With the launch of its new mobile app earlier this month and an upgraded website, Coinhako aims at expanding to up to five countries in Southeast Asia by 2018, co-founder Yusho Liu told CoinJournal. “We are still in the midst of evaluating and discussing with out local partners for market entries,” Liu said, adding that Indonesia was among the company’s top priorities.
Furthermore, the company is working towards integrating other digital currencies, including Ethereum which it plans to have ready by Q1 2017.
The platform has transacted more than S$100 million (US$72 million) worth of bitcoins so far with “a healthy volume in the millions of dollars each month,” Liu said.
Interest for bitcoin and blockchain technology in Malaysia has significantly increased this year as industry players are eyeing the country’s US$1.5 billion per annum inward remittance market.
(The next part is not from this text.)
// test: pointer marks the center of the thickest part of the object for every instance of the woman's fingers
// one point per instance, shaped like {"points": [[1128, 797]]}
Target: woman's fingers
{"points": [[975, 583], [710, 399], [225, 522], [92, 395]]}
In June, Dragonfly Fintech, a blockchain platform provider based in Singapore, signed a deal with Metro Money Exchange to implement a new platform for remittances. It seeks to provide a solution that would allow for meaningful reduction in transaction cost, faster transactions, complete audit trail and reconciliation of balances.
The news was followed a few months later by another partnership this time between Hong Kong-based bitcoin remittance platform Bitspark and Vitaxel, a Malaysian e-commerce and entertainment firm. The collaboration aimed at enabling Bitspark to rollout its remittance services in Malaysia.
“Bank Negara Malaysia [the country’s central bank] is evolving the regulatory framework to foster fintech innovation in Malaysia, Eng said. “Now is the best time to provide more options to the flourishing Malaysian community.”
In Southeast Asia, Singapore has been undoubtedly a front-runner in blockchain technology, one of the biggest trends in fintech along with mobile payments, biometrics, big data, cloud computing and learning machines, according to the Monetary Authority of Singapore (MAS), the country’s central bank and financial regulators.
In August, Hitachi and the Bank of Tokyo-Mitsubishi UFJ announced the start of a proof-of-concept testing for utilizing blockchain technology for check digitalization in Singapore.
The new system aimed at using a blockchain infrastructure to issue, transfer and collect electronic checks. It promises to automate the workloads of intermediaries for checks in financial institutions, to avoid tampering and to speed up settling checks.
Earlier this year, MAS proposed a new regulatory framework for payments providers, a move that would require digital currency exchanges to obtain a license from the authority.
“The scope of currency conversion activities is intended to encompass the business of exchanging of currencies at a rate of exchange,” MAS said. ”
“In addition, it is likely that under the [Proposed Payments Framework], virtual currency intermediaries which buy, sell, or facilitate the exchange of virtual currencies, such as bitcoin, will also be considered to undertake [money transmissions and conversion services].”